Он поднял на нее абсолютно серьезный взгляд. И девушка замерла, уставившись на него — казалось, в его черных глазах будто без радужки, за блестящим отражением комнаты и маленькой ее, клубились буря, ночь и еще какой-то неведомый ей род тьмы, и никак они не могли поделить эту территорию.
— Да. Да, я уверена.
Дознаватель то и дело поправлял шляпу, стараясь натянуть ее поудобнее, но дождевые капли все равно шлепались с коротких полей ему за воротник. Прямо над площадью сверкнула вспышка и громыхнуло так, что стекла в домах жалобно дзынькнули. Пес перехватил поудобнее папку с ордером на задержание Филиппа Тоева, и продолжил свой путь, наблюдая за быстро бегущей впереди него тоненькой девушкой. Семеня на неудобных каблучках, на один его шаг она делала десять. Легкая и хрупкая, она отчаянно пыталась удержать над головой зонт, но ветер вырывал его и крутил вокруг нее, будто карусель. Дознаватель остановился, чтобы стряхнуть воду с плаща, перед тем, как зайти в лавку стеклодува, и замер — девушка юркнула в разноцветную дверь как раз перед его носом. "Все равно парень не уйдет, ладно уж, девочка спешила, видать, что-то важное, или подарок какой забрать ей надо". На секунду у Дознавателя мелькнула шальная мысль, но он тут же ее прогнал. "Да нет никого у мальчишки, я бы заметил. Он сам по себе. Совсем. Такие девочки не бегают в лавки к таким, как он". Он не торопясь закурил сигарету и предался размышлениям о другом, гораздо более сложном деле. Кто-то наловчился уменьшать корабли и красть их из порта. Причем промышлял преступник исключительно водными судами. Сейчас пройти в порт, там присмотреться, не появился ли кто новенький, потом в адмиралтейство, потом в таверну… Из задумчивости Дознавателя вывела внезапная тишина. Нет, она не была полной и не была подозрительной. Она была именно внезапной. Исчез шум ветра, молнии и гром, деревья перестали перешептываться влажными листьями, и стук дождя по мостовой куда-то убежал. Дознаватель поднял взгляд и осмотрел улицу. Буря, продолжавшаяся весь день, исчезла, как ее и не было, все освещало яркое дневное солнце, а на идеально ровном небе ни следа облаков. Пес выронил изо рта окурок.
— Украли… Бурю… украли…
Он крутанулся волчком на месте и вломился в стеклянную дверь, чуть не сдернув ее с петель. Лавка стеклодува была пуста.

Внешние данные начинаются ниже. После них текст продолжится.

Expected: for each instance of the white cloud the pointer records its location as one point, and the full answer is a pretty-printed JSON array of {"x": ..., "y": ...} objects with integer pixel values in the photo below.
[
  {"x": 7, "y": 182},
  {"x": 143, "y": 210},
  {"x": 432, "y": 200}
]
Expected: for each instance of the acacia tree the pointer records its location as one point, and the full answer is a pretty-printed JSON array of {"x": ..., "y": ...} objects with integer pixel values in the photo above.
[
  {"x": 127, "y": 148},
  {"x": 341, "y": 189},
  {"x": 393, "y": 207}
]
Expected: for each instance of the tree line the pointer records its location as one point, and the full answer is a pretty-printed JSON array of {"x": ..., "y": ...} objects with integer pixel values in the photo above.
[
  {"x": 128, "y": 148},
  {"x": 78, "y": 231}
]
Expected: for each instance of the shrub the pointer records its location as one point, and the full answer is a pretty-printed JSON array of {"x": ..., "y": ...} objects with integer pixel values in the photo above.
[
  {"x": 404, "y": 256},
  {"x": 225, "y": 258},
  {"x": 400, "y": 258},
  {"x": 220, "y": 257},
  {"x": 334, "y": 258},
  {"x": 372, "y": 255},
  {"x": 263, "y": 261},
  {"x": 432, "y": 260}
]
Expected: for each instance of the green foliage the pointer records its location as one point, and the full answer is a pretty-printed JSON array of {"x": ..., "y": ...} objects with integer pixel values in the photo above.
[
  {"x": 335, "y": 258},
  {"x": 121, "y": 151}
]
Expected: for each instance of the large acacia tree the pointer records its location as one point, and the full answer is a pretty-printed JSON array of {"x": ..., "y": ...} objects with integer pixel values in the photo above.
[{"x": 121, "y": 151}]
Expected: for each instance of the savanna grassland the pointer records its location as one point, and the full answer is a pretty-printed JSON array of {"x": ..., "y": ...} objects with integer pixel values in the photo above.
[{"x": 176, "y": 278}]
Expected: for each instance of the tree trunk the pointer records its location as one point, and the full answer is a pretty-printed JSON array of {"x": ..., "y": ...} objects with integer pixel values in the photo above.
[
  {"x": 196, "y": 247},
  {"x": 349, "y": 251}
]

Мужчина заметался по комнате, выискивая хоть что-то, хоть какую-то зацепку, что-то необычное — ведь остался бы где-то след волшебства, след очередной кражи, сделанной мальчишкой. Но единственным, на что стоило бы обратить внимание сразу, был сильный запах озона, одуряющий и будоражащий одновременно. Запах столь сильно бивший в нос, что его, казалось, можно было пощупать. И вот, принюхиваясь, как гончий пес, Дознаватель нашелтаки последнее творение мастера-стеклодува. Тугие спирали запаха закручивались вокруг горячей еще стеклянной бусины, перламутрово-зеленой, с множеством ярких крохотных деталей внутри. Улыбка начала собирать морщинки возле глаз Дознавателя, когда он обернул полой плаща руку и поднес бусину к окну. Он запрокинул голову и рассмеялся чистым, непосредственным смехом.
— Украл… Ахххаха… Украл самого себя и ее… Украл… Хахххахаха…
Он медленно, пошатываясь от истерического смеха, развернулся и пошел прочь. Сначала в порт, затем в адмиралтейство, затем в кабак. Точно по плану. А в кармане у него бурчала украденным громом буря, и швыряла молнии в горные пики, и где-то на краю леса заливались смехом двое, наконец-то сбежавшие от всех людей?